Jay Chaudhry, CEO and Chairman, Zscaler
Hybrid networking is a logical and low-risk first step
As more and more traffic is destined for the internet, the only way to accommodate this traffic is to move to a hybrid network. For each branch of a regional office in a hybrid network:
Internet-bound traffic is routed to the internet or the cloud over a local internet connection which is often broadband; and
Corporate traffic is routed to the data center over the traditional MPLS network.
This helps to save on MPLS bandwidth costs and ensures an optimal user experience.
Incremental path for local internet breakouts
Over time, there is a path to transition from a hybrid network to that envisioned by many of the enterprise IT leaders in this book: direct-to-internet and cloud connectivity for all traffic.
Of course, there is resistance to making too abrupt a move. The idea is appealing because MPLS circuit costs are staggering, but what about reliability? Can internet connections be counted on to deliver an always-up connection that MPLS circuits are known to provide? More and more vendors are now offering SLAs for reliability, and bandwidth quality of service over the internet.
In most regions, broadband connections are so inexpensive that two or more can be purchased at a fraction of the cost of MPLS circuits; anywhere from one half to one-tenth the cost.
Hub-and-spoke networking over MPLS gives way to local internet breakouts. Cost savings, enhanced user experience, and simplification are the result.
Network transformation does not have to be disruptive. It is nothing like the disruption caused by selecting a new ERP vendor with the cost and delays these projects incur. You can take incremental steps, first moving to a hybrid network then cutting the cord and going internet-only in select locations. It can be a measured transformation.
For example, the concept of a local internet breakout is not new. Many companies are already deploying internet-only branch offices. GE [Chapter 1] and AutoNation [Chapter 4] realized the value of the internet-only branch and embraced it years ago.
SD-WAN simplifies local internet breakouts
Software-defined wide area networks (SD-WANs) can make local internet breakouts easier to manage. They can be easily deployed at hundreds of branch offices. Managed from the cloud, these lightweight appliances use software policies to determine whether traffic should be routed to the internet over local connections—including broadband and cellular networks—or routed back to the corporate data center over private circuits. The days of logging into a remote appliance and issuing command line instructions are coming to an end.
In a world that requires multiple networks for optimal connectivity, it is critical to have a flexible software-based branch network. The branch network must make decisions on which network to use based on the applications and performance requirements rather than by IP addresses and routes. SD-WAN devices excel at integrating switching, routing, and path selection functionality. While they can offer basic security, most enterprises direct traffic from each branch office to a cloud security provider to secure their SD-WAN.
Global Network and Security Transformation
Global Head of Infrastructure
Company IT Footprint: Siemens’ IT infrastructure covers 192 countries globally. They serve 360,000 end users—employees—and another approximately 70,000 external contractors. Its server and application landscape encompasses 10,000 applications and around 60,000 servers.

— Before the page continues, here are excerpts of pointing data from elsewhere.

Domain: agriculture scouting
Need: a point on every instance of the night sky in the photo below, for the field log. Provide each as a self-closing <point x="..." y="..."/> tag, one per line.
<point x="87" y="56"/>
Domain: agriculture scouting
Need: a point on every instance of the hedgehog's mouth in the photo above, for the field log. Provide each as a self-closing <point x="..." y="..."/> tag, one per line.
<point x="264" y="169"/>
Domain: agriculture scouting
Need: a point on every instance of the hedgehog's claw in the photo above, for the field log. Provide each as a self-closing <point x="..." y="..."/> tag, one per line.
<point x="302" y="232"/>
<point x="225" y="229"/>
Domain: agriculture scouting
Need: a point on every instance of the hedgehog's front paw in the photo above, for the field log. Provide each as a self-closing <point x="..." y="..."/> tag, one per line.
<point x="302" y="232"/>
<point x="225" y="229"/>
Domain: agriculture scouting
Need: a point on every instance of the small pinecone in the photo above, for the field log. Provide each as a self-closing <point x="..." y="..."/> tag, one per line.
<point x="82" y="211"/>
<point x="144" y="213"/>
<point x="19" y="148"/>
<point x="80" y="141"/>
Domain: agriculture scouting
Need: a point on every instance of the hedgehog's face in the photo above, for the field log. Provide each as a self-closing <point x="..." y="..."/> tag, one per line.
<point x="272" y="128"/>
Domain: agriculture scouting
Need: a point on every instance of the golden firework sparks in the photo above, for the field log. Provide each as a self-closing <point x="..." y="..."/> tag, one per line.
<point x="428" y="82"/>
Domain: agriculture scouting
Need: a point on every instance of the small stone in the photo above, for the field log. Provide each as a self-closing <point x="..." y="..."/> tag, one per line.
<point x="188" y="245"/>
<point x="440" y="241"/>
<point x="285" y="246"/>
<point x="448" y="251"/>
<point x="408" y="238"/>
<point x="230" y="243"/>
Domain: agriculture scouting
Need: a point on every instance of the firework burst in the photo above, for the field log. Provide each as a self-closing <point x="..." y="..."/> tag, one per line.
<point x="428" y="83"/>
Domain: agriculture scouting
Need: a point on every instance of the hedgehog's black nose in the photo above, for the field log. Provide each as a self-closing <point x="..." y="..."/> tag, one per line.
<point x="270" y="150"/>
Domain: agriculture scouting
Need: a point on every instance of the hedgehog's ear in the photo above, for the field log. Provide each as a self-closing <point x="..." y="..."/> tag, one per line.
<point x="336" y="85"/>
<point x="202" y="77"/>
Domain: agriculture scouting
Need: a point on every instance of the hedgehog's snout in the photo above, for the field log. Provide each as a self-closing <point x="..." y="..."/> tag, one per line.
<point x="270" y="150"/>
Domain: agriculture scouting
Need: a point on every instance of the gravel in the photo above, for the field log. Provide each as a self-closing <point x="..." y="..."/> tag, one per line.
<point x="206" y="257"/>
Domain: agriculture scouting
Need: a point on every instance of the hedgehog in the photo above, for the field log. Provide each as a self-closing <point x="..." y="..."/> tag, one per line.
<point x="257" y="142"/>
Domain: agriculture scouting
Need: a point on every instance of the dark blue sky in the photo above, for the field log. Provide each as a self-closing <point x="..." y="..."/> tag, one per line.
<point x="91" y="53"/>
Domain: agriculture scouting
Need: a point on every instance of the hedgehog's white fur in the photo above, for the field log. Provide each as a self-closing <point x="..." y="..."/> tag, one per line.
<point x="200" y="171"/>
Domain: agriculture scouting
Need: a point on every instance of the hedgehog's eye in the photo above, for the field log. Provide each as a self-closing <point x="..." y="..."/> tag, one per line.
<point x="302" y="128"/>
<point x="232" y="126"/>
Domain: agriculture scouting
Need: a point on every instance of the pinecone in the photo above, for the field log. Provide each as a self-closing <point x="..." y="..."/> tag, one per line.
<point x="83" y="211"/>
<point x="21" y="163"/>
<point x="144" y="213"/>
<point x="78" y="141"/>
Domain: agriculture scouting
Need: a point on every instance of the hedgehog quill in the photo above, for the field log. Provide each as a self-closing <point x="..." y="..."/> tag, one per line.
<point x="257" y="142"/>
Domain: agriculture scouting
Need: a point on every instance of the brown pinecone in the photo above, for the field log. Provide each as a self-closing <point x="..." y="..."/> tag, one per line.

In addition to the 450,000 clients and internal/external employees, they manage approximately 200,000 mobile devices.
“The internet will become the new corporate network.”
Frederik Janssen, Global Head of Infrastructure, Siemens
Siemens is one of the largest manufacturers in the world. The company saw a proliferation of mobile endpoints in its environment in addition to having to secure and support its highly distributed and mobile workforce. With over 64% of its traffic per site going to the internet, Siemens had reached a tipping point whereby the internet was becoming its new corporate network.
Frederik Janssen, the global head of infrastructure, shares how he led the charge to improve IT systems through cloud transformation for his organization.
In the words of Frederik Janssen:
The Siemens transformation story
I have been working in IT for almost 17 years, ten of those at Siemens. I studied computer science and have held various roles at the company. In the beginning, I was mainly focused on software development, software engineering, software architecture, database systems, database development, and web applications.
The squeaky wheel gets the job
One day, seven years ago, I was in a meeting with our CIO in which we were discussing how our infrastructure was running. He offered me the challenge to take on the responsibility for our infrastructure, and I agreed.
“We knew early on that the cloud was going to revolutionize the way we consumed IT services.”
And that’s when my infrastructure career started. I was always keen on identifying options and investigating how we could really optimize our infrastructure by minimizing manual tasks and thereby eliminating typical errors and failures. Five years ago, our journey included many projects with a lot of different technological topics: we had rollouts of new operating systems, introduced big technological changes, and introduced cloud computing into our manager desks at Siemens.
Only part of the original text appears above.